Armando Mateus – Report April 14, 2026 (Week 28)

Systematic Dataset Balancing and Active Data Generation for Right‑Lane Keeping

April 14, 2026

Investigating the limits of dataset size and the effect of targeted steering distributions to eliminate lane‑divider driving and oscillations.

1. Recap of Week 27 – Incomplete Recovery

In Week 27 we added 9,800 lane‑recovery examples (from left lane back to right lane) to the training set. The goal was to teach the ego‑vehicle to consistently stay in the right lane. However, the agent still drove over the lane dividing line rather than fully recovering to the right lane. The effect of tangent‑based steering preprocessing remained inconclusive due to the dominant behavioural flaw.

Key lesson: Adding recovery examples from the left lane is insufficient when the vehicle’s most common failure mode is driving on the lane divider, not fully in the left lane.

2. Scaling the Dataset – From 41k to 103k Samples

Following the Week 27 observations, we hypothesised that a larger and more balanced dataset might solve the lane‑divider behaviour. Therefore, we expanded the training set from 41,000 to 103,000 samples by:

Recording additional driving segments in rural areas of Town 12 (unstructured roads, varying lighting).
Applying oversampling to underrepresented steering angles (especially moderate positive steering for right‑lane recovery).
Including both straight driving and gentle curves to maintain a natural steering distribution.

The expanded dataset was used to retrain the PilotNet architecture exactly as in previous weeks.

Unexpected result

Contrary to our expectations, the larger dataset did not improve right‑lane keeping in either urban (Towns 01–03) or rural (Town 12) environments. Worse, the vehicle developed a tendency toward mild, sporadic oscillations (gentle left‑right movements) even on straight segments.

Diagnosis: The oversampling of direct driving examples (low steering angles) inadvertently created a severe imbalance. Although we added recovery samples, the proportion of straight‑driving examples became overwhelming (≈85% of the dataset). Consequently, the model learned to “play safe” by outputting near‑zero steering most of the time, but when a small perturbation occurred, it lacked strong corrective examples and began oscillating.

This is a classic symptom of a dataset dominated by the mean steering value (close to 0) with insufficient representation of moderate and extreme steering actions needed to correct from off‑centre positions.

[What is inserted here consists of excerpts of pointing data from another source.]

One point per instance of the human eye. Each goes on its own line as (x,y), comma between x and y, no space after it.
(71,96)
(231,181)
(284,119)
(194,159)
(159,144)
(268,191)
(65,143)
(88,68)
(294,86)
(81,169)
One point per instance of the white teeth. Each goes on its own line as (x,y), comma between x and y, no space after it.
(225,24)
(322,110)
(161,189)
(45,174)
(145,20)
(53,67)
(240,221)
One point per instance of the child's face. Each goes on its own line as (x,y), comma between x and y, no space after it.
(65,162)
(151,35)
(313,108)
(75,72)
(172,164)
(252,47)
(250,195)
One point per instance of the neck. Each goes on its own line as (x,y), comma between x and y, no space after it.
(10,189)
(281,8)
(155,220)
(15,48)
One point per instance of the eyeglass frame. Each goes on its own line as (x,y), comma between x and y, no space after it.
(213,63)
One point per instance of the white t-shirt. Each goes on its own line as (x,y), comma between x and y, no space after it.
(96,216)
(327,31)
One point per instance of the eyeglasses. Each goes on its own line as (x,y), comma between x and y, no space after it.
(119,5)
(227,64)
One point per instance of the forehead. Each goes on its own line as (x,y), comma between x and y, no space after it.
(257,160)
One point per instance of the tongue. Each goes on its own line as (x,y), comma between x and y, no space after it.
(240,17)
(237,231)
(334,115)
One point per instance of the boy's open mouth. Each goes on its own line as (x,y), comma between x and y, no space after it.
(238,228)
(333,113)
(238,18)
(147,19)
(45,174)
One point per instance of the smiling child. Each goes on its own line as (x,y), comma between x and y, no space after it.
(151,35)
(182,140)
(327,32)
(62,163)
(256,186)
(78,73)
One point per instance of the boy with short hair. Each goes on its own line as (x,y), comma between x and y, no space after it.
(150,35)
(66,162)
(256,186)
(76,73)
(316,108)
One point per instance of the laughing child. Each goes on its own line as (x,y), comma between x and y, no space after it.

3. New Approach – Active Dataset Generation with Targeted Steering Distribution

Given that simply scaling the dataset and oversampling did not work, we have pivoted to a fundamentally different strategy. Instead of complementing an existing dataset, we will actively generate data using a hybrid DAgger (Dataset Aggregation) scheme that enforces a precise steering distribution.

Core ideas

Soft DAgger: Collect samples when the ego‑vehicle’s steering command is within the range [-0.3, 0.3] (normal driving, small corrections).
Strong DAgger: Actively perturb the vehicle (e.g., by adding noise or using an exploratory policy) to generate samples with steering outside the soft range, especially to “push” it out of the right lane and then record corrective manoeuvres back into the right lane.
No more post‑hoc balancing: The dataset is built from scratch with a pre‑defined distribution that guarantees sufficient representation of all manoeuvre types.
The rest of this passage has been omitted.